The consecration of martyrdom was not wanting to this, any more than to the first Apostolate. Many were the admirable episodes, where the Angels seemed to smile upon the hard combats of their earthly brethren. In the convent founded by Hyacinth at Sandomir on the Vistula, forty-eight Friars Preachers were gathered together under the rule of Blessed Sadoc. One day the lector of the Martyrology, announcing the feast of the morrow, read these words which appeared before his eyes in letters of gold: AT SANDOMIR ON THE 4TH OF THE NONES OF JUNE, THE PASSION OF FORTY-NINE MARTYRS. The astonished brethren soon understood this extraordinary announcement; in the joy of their souls they prepared to gather the palm, which was procured for them by an irruption of the Tartars on the very day mentioned. They were assembled in choir at the happy moment, and whilst singing the Salve Regina they dyed with their blood the pavement of the church.

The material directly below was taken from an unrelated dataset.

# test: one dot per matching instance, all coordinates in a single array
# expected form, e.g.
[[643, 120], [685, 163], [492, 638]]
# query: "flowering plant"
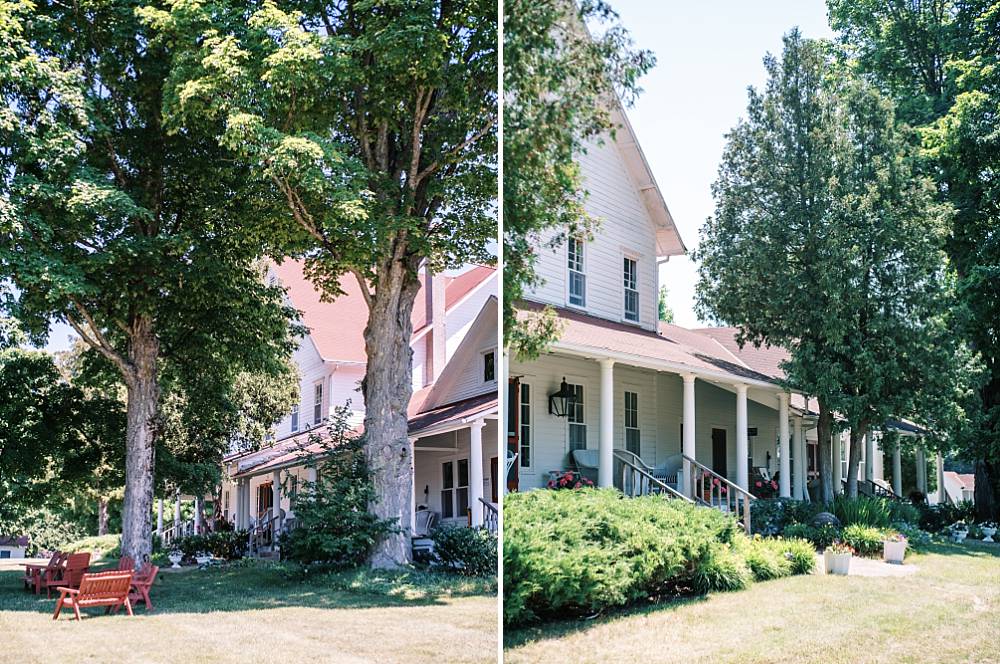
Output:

No executioner's sword was to close Hyacinth's glorious career. John, the beloved disciple, had had to remain on earth till the Lord should come; our Saint waited for the Mother of his Lord to fetch him.

Neither labour nor the greatest sufferings, nor above all the most wonderful divine interventions were wanting to his beautiful life. Kiew, the holy city of the Russians, having for fifty years resisted his zeal, the Tartars, as avengers of God's justice, swept over it and sacked it. The universal devastation reached the very doors of the sanctuary where the man of God was just concluding the Holy Sacrifice. Clothed as he was in the sacred vestments, he took in one hand the most Holy Sacrament and in the other the statue of Mary, who asked him not to leave her to the barbarians; then, together with his brethren, he walked safe and sound through the very midst of the bloodthirsty pagans, along the streets all in flames, and lastly across the Dnieper, the ancient Borysthenes, whose waters, growing firm beneath his feet, retained the marks of his steps. Three centuries later, the witnesses examined for the process of canonisation attested on oath that the prodigy still continued; the footprints always visible upon the water, from one bank to the other, were called by the surrounding inhabitants St. Hyacinth's Way.

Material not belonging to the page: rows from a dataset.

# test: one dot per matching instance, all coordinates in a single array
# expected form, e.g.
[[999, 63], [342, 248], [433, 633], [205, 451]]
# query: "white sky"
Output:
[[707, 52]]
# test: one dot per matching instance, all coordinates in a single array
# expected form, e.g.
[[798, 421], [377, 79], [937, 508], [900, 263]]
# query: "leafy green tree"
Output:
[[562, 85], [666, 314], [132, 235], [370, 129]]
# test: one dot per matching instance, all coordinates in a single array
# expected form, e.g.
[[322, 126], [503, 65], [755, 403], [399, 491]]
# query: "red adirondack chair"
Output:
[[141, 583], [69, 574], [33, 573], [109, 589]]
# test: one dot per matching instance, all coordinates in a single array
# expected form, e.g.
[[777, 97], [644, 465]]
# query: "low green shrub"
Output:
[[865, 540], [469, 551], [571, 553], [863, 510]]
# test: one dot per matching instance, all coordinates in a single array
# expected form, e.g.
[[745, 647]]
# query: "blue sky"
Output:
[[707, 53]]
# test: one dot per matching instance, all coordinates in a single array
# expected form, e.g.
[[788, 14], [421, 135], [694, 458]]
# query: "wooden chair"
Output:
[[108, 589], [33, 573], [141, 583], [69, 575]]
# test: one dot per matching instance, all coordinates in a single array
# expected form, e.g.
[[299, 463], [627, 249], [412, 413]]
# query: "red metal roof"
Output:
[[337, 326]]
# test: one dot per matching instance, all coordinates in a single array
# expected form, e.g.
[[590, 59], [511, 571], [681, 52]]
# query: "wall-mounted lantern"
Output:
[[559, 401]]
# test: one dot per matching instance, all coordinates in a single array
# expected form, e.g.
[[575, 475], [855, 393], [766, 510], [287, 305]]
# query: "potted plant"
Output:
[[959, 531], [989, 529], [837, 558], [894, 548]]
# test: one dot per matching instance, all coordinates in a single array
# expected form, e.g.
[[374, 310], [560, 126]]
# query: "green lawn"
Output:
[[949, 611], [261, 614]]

The Saint, continuing his miraculous retreat as far as Cracow, there laid down his precious burden in the convent of the Blessed Trinity. The statue of Mary, light as a reed while he was carrying it, now resumed its natural weight, which was so great that one man could not so much as move it. Beside this statue Hyacinth, after many more labours, would return to die. It was here that, at the beginning of his apostolic life, the Mother of God had appeared to him for the first time, saying: “Have great courage and be joyful, my son Hyacinth! Whatsoever thou shalt ask in my name, shall be granted thee.” This happy interview took place on the Vigil of the Assumption. The Saint gathered from it the superhuman confidence of the thaumaturgus, which no difficulty could ever shake; but above all he retained from it the virginal fragrance which embalmed his whole life, and the light of supernatural beauty which made him the picture of his father Dominic.

Years passed away: heroic Poland, the privileged centre of Hyacinth's labours, was ready to play its part, under Mary's shield, as the bulwark of Christendom; at the price of what sacrifices we shall hear in October from a contemporary of our Saint, St. Hedwiges, the blessed mother of the hero of Liegnitz. Meantime, like St. Stanislaus his predecessor in the labour, the son of St. Dominic came to Cracow, to breathe his last sigh and leave there the treasure of his sacred relics. Not on the Vigil this time, but on the very day of her triumph, August 15th, 1257, in the church of the Most Holy Trinity, our Lady came down once more, with a brilliant escort of Angels, and Virgins forming her court. “Oh! who art thou?” cried a holy soul who beheld all this in ecstasy; “I,” answered Mary, “am the Mother of mercy; and he whom I hold by the hand, is brother Hyacinth, my devoted son, whom I am leading to the eternal nuptials.” Then our Lady intoned herself with her sweet voice: “I will go to the mountain of Libanus,” and the Angels and Virgins continued the heavenly song with exquisite harmony, while the happy procession disappeared into the glory of heaven.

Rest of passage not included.